Charging information claims the same for Anderson's daughter who allegedly received $119,000 between September 2000 and February 2007 on her total loan of $37,000 to Star-Tech. Anderson, allegedly, paid $84,834 of the amount to Beth Gard.

Karen Medow received $220,619 between January 2002 and March 2007 from Star-Tech payments arranged by her brother, according to charging documents.

"Medow never paid any money into Star Tech, Inc. and Star Tech Inc. never owed Medow any money," according to Milbury's affidavit.

Anderson also used Star-Tech money to pay for his credit card charges totaling more than $212,000 between 2004 and 2010.

In his defense in the civil litigation, Gary Anderson claimed the existence of an oral agreement with Starks "based, in part, in the Church of Jesus Christ of Latter Saints' united order teaching" that aims "to achieve equality of wealth based upon the industry of the participants," according to court documents in the lawsuit.

Bond discussion

During Thursday's 40-minute court hearing, attorneys on both sides of the case argued about Anderson's bond amount that initially had been set at $500,000 cash only.

Deputy county attorney Patrick LeBrun argued the amount is not enough. He described the allegations as "virtually continuous thefts over a period of 11 years at least. He simply didn't get caught until 2010."

"The state could have charged literally dozens upon dozens of separate felony counts," LeBrun said of the individual allegations of theft. "This is far more than a mere property crime case."

He asked for a $2.5 million cash bond because it "appears he stole that much money." The amount is not excessive, he added.

"I'm not comparing him to Bernie Madoff in any way, but Bernie Madoff's bond was $10 million in cash," LeBrun said.

Anderson's attorney, John Schumacher, called the amounts "ridiculous." He said his client has been working with the FBI and Internal Revenue Service to resolve investigations into Anderson's financial affairs.

"He's cooperated with that investigation. He's currently in negotiation with that investigation that will result in one felony charge" related to tax issues, Schumacher said.

He said Anderson has been living in Rock Springs, where his children reside, but his client had been in Riverton for more than 30 years. He said Anderson has been getting harassed in Riverton.

Anderson's assets are frozen in bankruptcy proceedings initiated by his client, Schumacher said.

"He's going to cooperate. He's not a risk," he said.

Riverton Circuit Judge Wesley A. Roberts said the purpose of bond is to make the defendant accountable to the court. Upon questioning Roberts learned Anderson has no criminal history, arrests or probation.

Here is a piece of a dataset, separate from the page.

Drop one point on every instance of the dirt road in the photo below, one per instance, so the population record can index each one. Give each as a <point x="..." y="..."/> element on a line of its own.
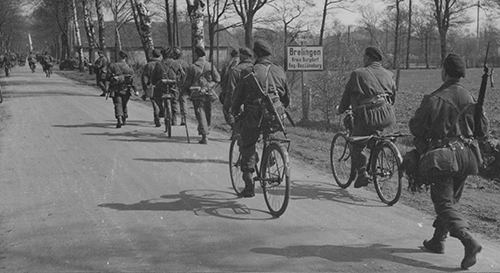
<point x="78" y="194"/>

"I want a bond in place to make sure we get and keep Mr. Anderson's attention," Roberts said.

Anderson cannot leave Fremont or Sweetwater counties and he must check in with law enforcement every day between 7 and 8 p.m. He also surrendered his passport to the court.

A preliminary hearing for a judge to determine whether probable cause exists for the charges was set for June 6.